[Python-Dev] os.path.walk() lacks 'depth first' option

Tim Peters tim.one@comcast.net
Sun, 20 Apr 2003 22:12:42 -0400


[Guido]
> But if I had to do it over again, I wouldn't have added walk() in the
> current form.  I often find it harder to fit a particular program's
> needs in the API offered by walk() than it is to reimplement the walk
> myself.  That's why I'm concerned about adding to it.

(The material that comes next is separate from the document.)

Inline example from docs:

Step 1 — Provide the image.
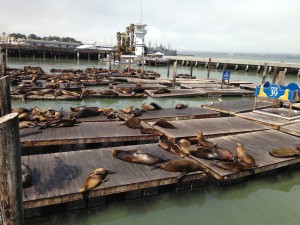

We also have another possibility now:  a pathname generator.  Then the funky
callback and mystery-arg ("what's the purpose of the 'arg' arg?" is a
semi-FAQ on c.l.py) bits can go away, and client code could look like:

    for path in walk(root):
        # filter, if you like, via 'if whatever: continue'
        # accumulate state, if you like, in local vars

Or it could look like

    for top, names in walk(root):

or

    for top, dirnames, nondirnames in walk(root):


Here's an implementation of the last flavor.  Besides the more-or-less
obvious topdown argument, note a subtlety:  when topdown is True, the caller
can prune the search by mutating the dirs list yielded to it.  For example,

for top, dirs, nondirs in walk('C:/code/python'):
    print top, dirs, len(nondirs)
    if 'CVS' in dirs:
        dirs.remove('CVS')

doesn't descend into CVS subdirectories.

def walk(top, topdown=True):
    import os

    try:
        names = os.listdir(top)
    except os.error:
        return

    exceptions = ('.', '..')
    dirs, nondirs = [], []
    for name in names:
        if name in exceptions:
            continue
        fullname = os.path.join(top, name)
        if os.path.isdir(fullname):
            dirs.append(name)
        else:
            nondirs.append(name)
    if topdown:
        yield top, dirs, nondirs
    for name in dirs:
        for x in walk(os.path.join(top, name)):
            yield x
    if not topdown:
        yield top, dirs, nondirs